La jeunesse, qui dure jusqu’à l’âge de vingt ou vingt-cinq ans, est le stade « qui assure l’ajustement final de la part de l’individu lui-même avec les caractéristiques fondamentales de la vie ». C’est le moment où la croissance de l’individu et le développement effectif de la race humaine dans l’histoire se rejoignent[46]. Dewey divise ce stade en deux périodes distinctes : « celle de la puberté (pubescence) » qui s’étend entre « l’âge de treize et dix-huit ans » ; et celle « celle de l’adolescence proprement dite »[47]. La puberté est une « période d’élargissement considérable de la sphère des intérêts, de la portée des idées et des stimuli d’action »[48]. Le jeune individu voit notamment naître en lui un « intérêt pour l’analyse réfléchie », un intérêt « introspectif » et un « intérêt esthétique conscient »[49]. L’adolescence, quant à elle, est « la période réflexive » (reflective period) : c’est à partir de ce moment que l’individu cherche à contribuer à l’avancement de la connaissance et à l’amélioration de la société : « En histoire, en littérature, en science, la tendance à ce moment consiste à voir des touts plus larges (larger wholes), à essayer de rassembler les faits autrement éparses et à les regrouper au sein d’un tout compréhensif (comprehensive whole) »[50]. Le centre de gravité des intérêts se déplace de l’individu lui-même vers la race : l’adolescent « tend à dépasser les limites de ses expériences particulières » et « à découvrir et à se perdre dans le monde de l’humanité »[51]. À ce moment, le jeune individu achève la reconstruction de l’expérience de la race humaine à proprement parler et se met à contribuer activement à la construction de cette expérience.

Ces quatre stades du développement de l’enfant sont, en vertu du principe de continuité de l’expérience, étroitement corrélés aux étapes par lesquelles l’humanité est passée à travers l’histoire.

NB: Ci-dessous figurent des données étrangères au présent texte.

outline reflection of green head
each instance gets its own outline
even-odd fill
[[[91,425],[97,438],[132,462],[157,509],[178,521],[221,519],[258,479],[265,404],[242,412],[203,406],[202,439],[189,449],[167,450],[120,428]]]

Les stades du développement de l’esprit humain

En 1900, dans un article intitulé « Quelques stades de la pensée logique » et publié dans The Philosophical Review, Dewey aborde la question des stades de la croissance de la pensée humaine. Dans cet article, le philosophe, réaffirmant l’existence d’une corrélation entre les stades du développement de l’enfant et ceux de la race, expose « une variété de modes de pensée, aisément reconnaissables dans le progrès de la race et de l’individu »[52]. Le terme de progrès est à interpréter au sens fort puisque ces modes de pensée sont présentés par Dewey comme autant d’étapes successives : il s’agit des « principaux stades par lesquels la pensée (…) passe effectivement pour parvenir à son fonctionnement le plus effectif »[53]. C’est donc une véritable typologie des stades du développement de l’esprit humain à travers l’histoire que le philosophe propose dans une perspective évolutionniste. Dewey distingue ainsi quatre stades dans le développement de la pensée logique.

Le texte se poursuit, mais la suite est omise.